Published online by Cambridge University Press: 15 January 2010
INTRODUCTION
The image of the microarray generated by the scanner (Section 1.3) is the raw data of your experiment. Computer algorithms, known as feature extraction software, convert the image into the numerical information that quantifies gene expression; this is the first step of data analysis. The image processing involved in feature extraction has a major impact on the quality of your data and the interpretation you can place on it.
In Chapter 1 we discussed three technologies by which microarrays are manufactured: in-situ synthesis with the Affymetrix platform, inkjet in-situ synthesised arrays (Rosetta, Agilent and Oxford Gene Technology) and pin-spotted microarrays. This chapter focusses on pin-spotted arrays. Affymetrix has integrated its image processing algorithms into the Gene Chip experimental process and there are no decisions for the end-user to make.
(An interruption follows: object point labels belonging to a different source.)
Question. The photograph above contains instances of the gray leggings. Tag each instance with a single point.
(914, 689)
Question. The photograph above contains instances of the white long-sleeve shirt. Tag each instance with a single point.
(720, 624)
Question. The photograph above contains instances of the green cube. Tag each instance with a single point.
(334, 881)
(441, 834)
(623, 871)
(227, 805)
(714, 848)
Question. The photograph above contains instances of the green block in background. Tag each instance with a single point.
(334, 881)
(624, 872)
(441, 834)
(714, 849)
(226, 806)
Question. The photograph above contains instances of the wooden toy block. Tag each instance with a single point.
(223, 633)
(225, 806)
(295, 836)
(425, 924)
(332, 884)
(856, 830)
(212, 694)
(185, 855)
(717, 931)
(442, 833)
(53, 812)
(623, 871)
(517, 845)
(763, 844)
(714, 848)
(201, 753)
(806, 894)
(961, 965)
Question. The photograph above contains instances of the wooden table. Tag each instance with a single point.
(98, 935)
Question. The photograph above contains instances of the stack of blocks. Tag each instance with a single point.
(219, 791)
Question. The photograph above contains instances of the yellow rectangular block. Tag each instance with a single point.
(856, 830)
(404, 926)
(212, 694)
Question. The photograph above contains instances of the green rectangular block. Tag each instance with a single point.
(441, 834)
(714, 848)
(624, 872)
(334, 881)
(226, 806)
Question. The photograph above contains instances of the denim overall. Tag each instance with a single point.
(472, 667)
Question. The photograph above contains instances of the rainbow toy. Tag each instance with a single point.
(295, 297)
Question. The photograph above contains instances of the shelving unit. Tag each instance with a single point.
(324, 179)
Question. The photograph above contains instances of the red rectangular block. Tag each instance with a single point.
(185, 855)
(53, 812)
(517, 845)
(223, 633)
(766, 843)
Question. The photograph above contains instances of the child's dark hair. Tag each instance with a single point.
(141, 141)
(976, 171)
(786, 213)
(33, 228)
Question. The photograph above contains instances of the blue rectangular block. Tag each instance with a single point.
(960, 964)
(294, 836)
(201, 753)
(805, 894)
Inkjet arrays are of much higher quality than pin-spotted arrays and do not suffer from many of the image-processing difficulties of spotted arrays; also, Agilent provides image-processing software tailor-made for their platform, so there are no decisions for the end-user either.
Pin-spotted arrays, on the other hand, provide the user with a wide range of choices of how to process the image. These choices have an impact on the data, and so this chapter describes the fundamentals of these computational methods to give a better understanding as to how they impact the data.
FEATURE EXTRACTION
The first step in the computational analysis of microarray data is to convert the digital TIFF images of hybridisation intensity generated by the scanner into numerical measures of the hybridisation intensity of each channel on each feature. This process is known as feature extraction.